Friday, November 13, 2015

Delhi, Old and New

At 8:00 on Monday, November 9th, we were picked up by our driver for the next two days, Narayan, in a white Toyota. He drove us into Old Delhi, where he dropped us off by a line of pedal-rickshaws. There we met our guide, Ritu, one of the two young women who owned the company running this Old Delhi rickshaw tour, as well as our fellow-tourists, ten of us all-in-all. We each were given an audio set, to hear Ritu's narration, and parceled out two-by-two into rickshaws. The tour started across the street from the massive seventeenth-century Red Fort (not open on Mondays), and went up the Chandni Chowk, the main street of Old Delhi, today filled with people doing last-minute shopping for Diwali--clay lamps, electric lights, candy, nuts, flower garlands, firecrackers, etc.
We turned off to visit the Jama Masjid (Friday Mosque), the largest mosque in India. Ritu had slippers for us as we took off our shoes. I decided not to pay the three hundred rupees to take my camera inside, and left it with Ritu. Instead of being a great basilica-like hall, like other mosques I've seen, this is mostly a huge courtyard, fronted by a sort of stage--it's more like a stadium than a church.

We got on our rickshaws and headed back to the Chandni Chowk. The tour took us to a partly-ruined seventeenth-century haveli, or mansion,
the spice bazaar,
a spice and tea shop (where we had a shopping opportunity), a little restaurant (where we sampled sweets and snacks). We ended with a whirlwind ride through the various narrow bazaar streets, each with a different specialty, from jewelry to silks to eyeglasses to shoes.

It was an interesting tour. During the snack stop, we talked with a young British couple, who had met while they were both working in New York, and were now living in, of all places, Zug, Switzerland, with which we are, of course, very well acquainted. In addition, the woman works for the company from which I retired two years ago. The other American couple on the tour were native Minnesotans who had retired to Portland, Oregon. It's a small world.

After saying goodbye to Ritu and our rickshaw-driver, we were introduced to our afternoon guide, Naresh (?), who would show us the wonders of New Delhi. He said that it would take us five-and-a-half hours. In the end, due to the traffic situation, that would prove to be an underestimate. We got into Narayan's car and drove off.

First we went to Gandhi's cremation site.
Then we visited the Agrasen ki Baoli, a very impressive, very old well, with broad steps leading down, down to the well proper.

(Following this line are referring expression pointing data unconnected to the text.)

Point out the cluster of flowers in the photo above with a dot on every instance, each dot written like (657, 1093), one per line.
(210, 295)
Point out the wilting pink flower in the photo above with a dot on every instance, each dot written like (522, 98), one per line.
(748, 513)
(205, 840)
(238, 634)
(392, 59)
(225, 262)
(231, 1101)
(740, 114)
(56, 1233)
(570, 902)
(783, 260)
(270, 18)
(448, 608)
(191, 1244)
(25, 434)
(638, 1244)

We visited the Gurudwara Bangla Sahib, a large Sikh temple, which was very interesting.
We had to leave our shoes and socks in a sort of cloakroom, and put on orange headscarves.
The Sikh holy book is displayed in a room covered with gold, while music is sung and played.
Just outside is a large pool, with supposedly miraculous powers. Sikh mothers bathe their infants there on five consecutive Sundays, to protect them against disability.
Before that is a stand where a volunteer dumps a glob of sweet, sticky food in your hand. There is a large dining hall, where large numbers of people enter, sit in rows on the floor, are quickly and efficiently fed a vegetarian meal, by volunteers, then are ushered out and replaced by the next group. We went back into the kitchen, where these meals were being prepared. It is a very impressive operation, run by volunteers, and anyone who wants can have meal: there is no means test or religion test. We were greatly impressed.

We saw the President's House,
at a distance, and India Gate, from all sides.

We saw the tomb built for the second Moghul emperor, Humayun, in the 15th century, by his widow.
This was one of the models for the Taj Mahal. A group of uniformed schoolgirls was leaving as we entered.

Next was the Baha'i Lotus Temple. We couldn't go inside, but our guide told us that it was a bare meditation space, that the interest here was in the shape of the modern building, built to look like a huge lotus flower.

By now, around 3:30, traffic was horrendous, with everyone out doing Diwali shopping or visiting friends or family. It took us about an hour to get to our last stop, which the guide insisted would be the most impressive thing we had yet seen in India. This puzzled me, since I assumed that our last stop would be the Qutb Minar, a thirteenth-century minaret, from the very earliest days of Islamic rule in Delhi. What's impressive about a minaret? This one was very tall (the second-tallest in India) and beautiful. The pictures I had seen online hadn't done it justice. The simplicity and grace of Islamic architecture contrasts with the exuberant excess, in figures and colors, of South Indian temples like Sri Menakshee in Madurai. I don't like Baroque--St. Peter's in Rome annoys me. The two most beautiful buildings I saw in India were the Taj Mahal and the Qutb Minar.

Nearby, amid the ruins of a mosque built from Hindu temples, is a 23-foot-tall 5th-century iron pillar, apparently brought there as plunder in the early 13th century. Metallurgists have studied its corrosion-resistance properties.

At 5:30 the site closed, we said goodbye to our guide, who lived near at hand, and spent nearly two hours in wall-to-wall traffic before Narayan got us home and bade us farewell until 7:15 the next morning.